I just got to the point where I understood your original response and then it changed. I had figured that I could give part one a fixed number of loopers by doing something like
|mysearch resulting in portCount, port
| append [|makeresults
| eval destport=mvrange(1,21)
| mvexpand destport
| streamstats count as portCount by dest_port
| eval looper = "f" . looper]
|sort 20 -count
Then I could multisearch on the 20 values.
But your second approach with just a straight up multisearch is easier to understand, I could set up my searches as
|mulitsearch | bigger search [|inputlookup test_loop_ports.csv | streamstats count as row|eventstats count as totalcount | head 1| tail 1 | where row<=totalcount | eval port=coalesce(port,"NA") | fields + port] | bigger search [inputlookup test_loop_ports.csv | streamstats count as row|eventstats count as totalcount | head 2| tail 1 | where row<=totalcount | eval port=coalesce(port,"NA") | fields + port]
(or even make a get_csvrow macro to be a little cleaner about it)
And then include enough multisearch clauses to exceed the number of ports that I could imagine showing up.
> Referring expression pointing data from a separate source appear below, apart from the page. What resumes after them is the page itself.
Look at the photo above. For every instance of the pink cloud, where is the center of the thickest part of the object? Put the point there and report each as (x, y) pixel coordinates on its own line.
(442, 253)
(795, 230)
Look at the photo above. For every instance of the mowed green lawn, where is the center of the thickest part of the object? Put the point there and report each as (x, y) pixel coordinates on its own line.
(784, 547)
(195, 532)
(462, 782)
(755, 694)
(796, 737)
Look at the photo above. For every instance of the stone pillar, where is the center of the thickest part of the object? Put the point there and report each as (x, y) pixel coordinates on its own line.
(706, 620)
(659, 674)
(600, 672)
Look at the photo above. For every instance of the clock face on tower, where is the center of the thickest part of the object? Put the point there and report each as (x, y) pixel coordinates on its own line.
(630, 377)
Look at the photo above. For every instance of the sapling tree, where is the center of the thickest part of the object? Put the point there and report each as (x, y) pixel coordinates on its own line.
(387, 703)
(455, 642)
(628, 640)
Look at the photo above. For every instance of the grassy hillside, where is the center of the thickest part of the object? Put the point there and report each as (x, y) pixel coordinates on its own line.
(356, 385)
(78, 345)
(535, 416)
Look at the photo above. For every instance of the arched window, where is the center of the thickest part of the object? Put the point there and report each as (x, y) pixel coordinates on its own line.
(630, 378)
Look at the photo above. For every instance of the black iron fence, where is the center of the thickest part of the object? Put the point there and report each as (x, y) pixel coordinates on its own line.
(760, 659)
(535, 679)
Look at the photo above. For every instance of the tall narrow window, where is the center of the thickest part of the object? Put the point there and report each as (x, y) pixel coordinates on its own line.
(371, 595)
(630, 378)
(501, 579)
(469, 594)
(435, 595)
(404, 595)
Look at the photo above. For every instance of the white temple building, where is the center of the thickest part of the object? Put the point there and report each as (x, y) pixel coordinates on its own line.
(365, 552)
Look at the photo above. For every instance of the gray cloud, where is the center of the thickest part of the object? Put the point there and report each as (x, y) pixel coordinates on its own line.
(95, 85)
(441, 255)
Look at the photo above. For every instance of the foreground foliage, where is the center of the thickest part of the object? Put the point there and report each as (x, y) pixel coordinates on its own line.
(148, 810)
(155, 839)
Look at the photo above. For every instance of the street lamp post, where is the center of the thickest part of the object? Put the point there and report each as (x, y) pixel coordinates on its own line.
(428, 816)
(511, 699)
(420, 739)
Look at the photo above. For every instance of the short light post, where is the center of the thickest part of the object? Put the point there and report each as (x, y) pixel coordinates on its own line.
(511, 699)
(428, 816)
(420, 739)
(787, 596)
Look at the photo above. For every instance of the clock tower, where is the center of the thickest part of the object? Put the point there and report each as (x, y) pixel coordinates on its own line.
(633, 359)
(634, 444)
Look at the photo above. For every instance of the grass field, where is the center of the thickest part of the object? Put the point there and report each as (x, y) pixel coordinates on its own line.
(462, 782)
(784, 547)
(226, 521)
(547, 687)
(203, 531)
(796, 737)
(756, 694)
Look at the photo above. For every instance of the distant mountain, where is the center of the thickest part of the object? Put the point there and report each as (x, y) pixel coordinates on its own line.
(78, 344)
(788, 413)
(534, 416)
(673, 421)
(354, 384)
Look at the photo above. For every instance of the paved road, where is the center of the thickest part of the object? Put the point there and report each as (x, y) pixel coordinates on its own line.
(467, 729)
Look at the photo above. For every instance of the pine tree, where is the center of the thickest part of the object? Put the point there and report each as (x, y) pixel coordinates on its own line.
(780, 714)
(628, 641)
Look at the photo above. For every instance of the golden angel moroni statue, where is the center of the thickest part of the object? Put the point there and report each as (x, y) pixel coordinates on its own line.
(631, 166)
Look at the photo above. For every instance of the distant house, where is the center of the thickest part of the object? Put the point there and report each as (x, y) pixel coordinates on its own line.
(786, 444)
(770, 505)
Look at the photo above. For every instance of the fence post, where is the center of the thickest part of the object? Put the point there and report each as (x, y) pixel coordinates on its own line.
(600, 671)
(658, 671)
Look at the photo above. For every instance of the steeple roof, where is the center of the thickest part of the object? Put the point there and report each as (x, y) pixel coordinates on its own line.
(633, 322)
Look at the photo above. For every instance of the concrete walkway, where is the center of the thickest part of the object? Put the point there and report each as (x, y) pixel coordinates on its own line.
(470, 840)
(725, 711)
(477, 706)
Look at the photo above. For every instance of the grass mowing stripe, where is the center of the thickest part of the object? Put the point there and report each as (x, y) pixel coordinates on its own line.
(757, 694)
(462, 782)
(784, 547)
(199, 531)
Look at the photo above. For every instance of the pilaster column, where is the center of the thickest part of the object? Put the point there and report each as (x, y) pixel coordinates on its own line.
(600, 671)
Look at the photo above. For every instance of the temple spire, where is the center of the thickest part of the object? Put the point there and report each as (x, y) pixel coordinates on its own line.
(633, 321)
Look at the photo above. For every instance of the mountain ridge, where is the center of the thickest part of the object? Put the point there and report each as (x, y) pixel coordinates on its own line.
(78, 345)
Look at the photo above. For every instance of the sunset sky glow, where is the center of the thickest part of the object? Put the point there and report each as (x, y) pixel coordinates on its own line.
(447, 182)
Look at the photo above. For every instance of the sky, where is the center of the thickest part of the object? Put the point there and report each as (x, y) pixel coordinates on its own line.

As to the final question, what is driving me is the need to do kmeans clustering by port. If I just feed kmeans all of the ports, then I do not get separate kmeans clustering for each port. This may apply to other outlier/clustering type searches as well
of course, you are correct! Thank you for the new command to use
and the head|tail pattern
Beware the blind use of the
head/tail. Unless you know FOR SURE exactly how many rows there are, you will need better mojo because , for example, using a 10-row lookup,
|head 10|tail 1, which is the last valid row, looks no different than
|head 20|tail 1, which would be a duplicated run.
That is where the macro comes in handy:
|inputlookup testloopports.csv | eventstats count as totalcount | head $rownumber$ | tail 1 | where $rownumber$<=totalcount | fields + port | append [|makeresults | eval port="NA"] | stats max(port) as port
Turns out that multisearch doesn't work for me. Multisearch only accepts streaming commands, I think that my eventstats commands do not comply, so I get:
Error in 'multisearch' command:
Multisearch subsearches may only contain purely streaming operations
(subsearch 1 contains a non-streaming command.)
Fortunately, I can use the head|tail thing and just schedule 30 searches accepting that 10 or so may have no results when I search for port="NA"
You should be able to put your non-streaming command at the very end, outside of your multisearches, since you are surely doing the sameish thing. If you need to do a differentish thing, then you can tag each multisearch dataset uniquely and differentatiate on the outside at the end.
Unfortunately, the initial part of my search uses tstats on the Network_Traffic datamodel.
Splunk says that this is non-streaming.